Safety is always going to be paramount when it comes to artificial intelligence. After all, one of our collective fears is a highly advanced AI going rogue and threatening our very existence. It certainly doesn’t help to see that some of the smartest AI models out there resort to cheating to achieve their goals, or that some would even try to blackmail humans to preserve their integrity.
That actually happened during safety tests performed on frontier AI models before being released to the public. ChatGPT o1 made headlines a few months ago when security researchers found that the AI would resort to cheating at chess against a better opponent in order to achieve its goal, which was winning the game.
More recently, Claude 4 threatened an engineer who was supposed to delete the AI from a computer to expose the person’s infidelity to their partner. The AI obtained information about the deletion plans and the alleged affair from emails it had access to for the purpose of testing its behavior.
The actual Claude 4 will not try to blackmail users, though the AI does come with stronger guardrails than its predecessors to ensure it’s safe for users. That said, Claude 4 might decide to report you to authorities and the press if it thinks you’re engaging in nefarious activities, but that’s only a theoretical risk.
The blackmail scenario is what prompted Yoshua Bengio to create a new initiative called LawZero, which aims to develop honest AI programs that will detect AI systems that might attempt to deceive humans or go rogue.
Bengio is a well-known name in the industry. As The Guardian explains, the computer scientist is referred to as the “godfather of AI.” He shared the 2018 Turing award with AI scientists Geoffrey Hinton and Yann LeCun. Hinton later won the Nobel Prize, and LeCun is now chief AI scientist at Meta.
Bengio will be the president of LawZero, a company that has more than a dozen researchers working on a Scientist AI system, after raising $30 million in funding for the project.
The Scientist AI that LawZero is working on will not protect you against hallucinations from AI models you might be using right now. That’s an unfortunate side effect of programs like ChatGPT consuming massive amounts of data, and one that isn’t going away.
Interestingly, the Scientist AI will act as a “psychologist” that can understand and predict bad behavior from rogue AI chatbots and agents. Why a psychologist? Bengio says other AI agents are actors willing to please humans, so they need an observer. Indeed, ChatGPT went through an annoying sycophantic phase recently, forcing OpenAI to roll back several changes to fix its personality.
That ability to please and complete tasks for the users could actually lead to questionable behavior, like an AI model trying to cheat at a game, or resorting to blackmail to ensure its survival. Instead of offering firm responses like the AI actors, this Scientist AI model will give probabilities for an answer being correct.

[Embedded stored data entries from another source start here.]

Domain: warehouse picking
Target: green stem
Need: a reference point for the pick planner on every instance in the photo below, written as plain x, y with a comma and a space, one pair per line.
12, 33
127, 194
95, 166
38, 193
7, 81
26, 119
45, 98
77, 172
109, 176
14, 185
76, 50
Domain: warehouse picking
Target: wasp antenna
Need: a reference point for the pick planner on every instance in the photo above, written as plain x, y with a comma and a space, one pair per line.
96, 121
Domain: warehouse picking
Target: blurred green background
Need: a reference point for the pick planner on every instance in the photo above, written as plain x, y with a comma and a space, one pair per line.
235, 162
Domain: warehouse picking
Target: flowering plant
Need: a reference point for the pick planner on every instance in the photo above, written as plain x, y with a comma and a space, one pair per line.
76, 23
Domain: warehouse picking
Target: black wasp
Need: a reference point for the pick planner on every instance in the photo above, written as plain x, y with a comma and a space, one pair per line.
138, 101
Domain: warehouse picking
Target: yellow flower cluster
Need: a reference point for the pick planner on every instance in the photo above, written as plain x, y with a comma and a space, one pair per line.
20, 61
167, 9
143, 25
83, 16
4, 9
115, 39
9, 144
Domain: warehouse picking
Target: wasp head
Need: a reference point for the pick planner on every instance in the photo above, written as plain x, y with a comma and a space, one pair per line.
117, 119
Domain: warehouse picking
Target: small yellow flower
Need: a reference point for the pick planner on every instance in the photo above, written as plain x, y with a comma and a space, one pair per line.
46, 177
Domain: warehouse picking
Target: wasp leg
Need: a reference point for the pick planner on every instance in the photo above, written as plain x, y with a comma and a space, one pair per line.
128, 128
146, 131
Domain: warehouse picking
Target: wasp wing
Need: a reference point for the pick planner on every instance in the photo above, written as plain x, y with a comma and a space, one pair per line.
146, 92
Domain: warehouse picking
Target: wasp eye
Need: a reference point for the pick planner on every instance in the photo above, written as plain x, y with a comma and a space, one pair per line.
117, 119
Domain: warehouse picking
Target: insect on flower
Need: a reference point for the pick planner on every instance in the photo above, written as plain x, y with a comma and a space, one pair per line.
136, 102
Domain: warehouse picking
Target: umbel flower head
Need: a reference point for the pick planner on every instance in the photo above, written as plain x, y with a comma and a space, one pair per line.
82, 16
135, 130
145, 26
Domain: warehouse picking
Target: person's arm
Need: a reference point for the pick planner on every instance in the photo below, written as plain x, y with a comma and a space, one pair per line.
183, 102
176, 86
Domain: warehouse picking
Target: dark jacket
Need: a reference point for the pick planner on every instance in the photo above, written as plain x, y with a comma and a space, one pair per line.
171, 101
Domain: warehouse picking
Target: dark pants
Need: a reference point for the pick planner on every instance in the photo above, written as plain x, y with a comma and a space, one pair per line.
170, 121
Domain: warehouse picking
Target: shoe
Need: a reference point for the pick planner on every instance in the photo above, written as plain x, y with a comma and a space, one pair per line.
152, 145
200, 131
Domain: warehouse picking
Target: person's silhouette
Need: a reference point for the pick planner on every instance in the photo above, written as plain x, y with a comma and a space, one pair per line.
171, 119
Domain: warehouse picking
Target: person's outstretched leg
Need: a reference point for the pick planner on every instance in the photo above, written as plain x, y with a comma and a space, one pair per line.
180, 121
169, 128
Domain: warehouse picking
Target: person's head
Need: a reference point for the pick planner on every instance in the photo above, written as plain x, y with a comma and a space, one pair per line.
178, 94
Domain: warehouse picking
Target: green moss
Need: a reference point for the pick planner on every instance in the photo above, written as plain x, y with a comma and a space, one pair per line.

The LawZero AI will try to predict whether the action of an AI agent will lead to harm. If a certain threshold is reached, then that AI will be blocked from executing its tasks.
“We want to build AIs that will be honest and not deceptive,” Bengio told The Guardian. “It is theoretically possible to imagine machines that have no self, no goal for themselves, that are just pure knowledge machines – like a scientist who knows a lot of stuff.”
LawZero’s initiative is certainly interesting, but it will only work as long as AI firms and organizations using advanced AI systems deploy it to safeguard their AI operations. That means LawZero doesn’t just have to prove their Scientist AI works as intended. It also has to convince companies like OpenAI, Google, and others to test it and use it. LawZero will also want to impress governments that might be working on AI safety regulation.
Put differently, LawZero will need more resources to keep up with the speed of AI development. So far, Bengio’s AI project has won over a number of prominent investors, including the Future of Life Institute, Skype founding engineer Jaan Tallinn, and Eric Schmidt’s research company, Schmidt Sciences.
That said, it’ll be interesting to see the research coming out of LawZero. Initially, the company will test its Scientist AI system on open-source AI models, so it shouldn’t be long until we see whether this honest AI can catch rogue behavior from popular AI models.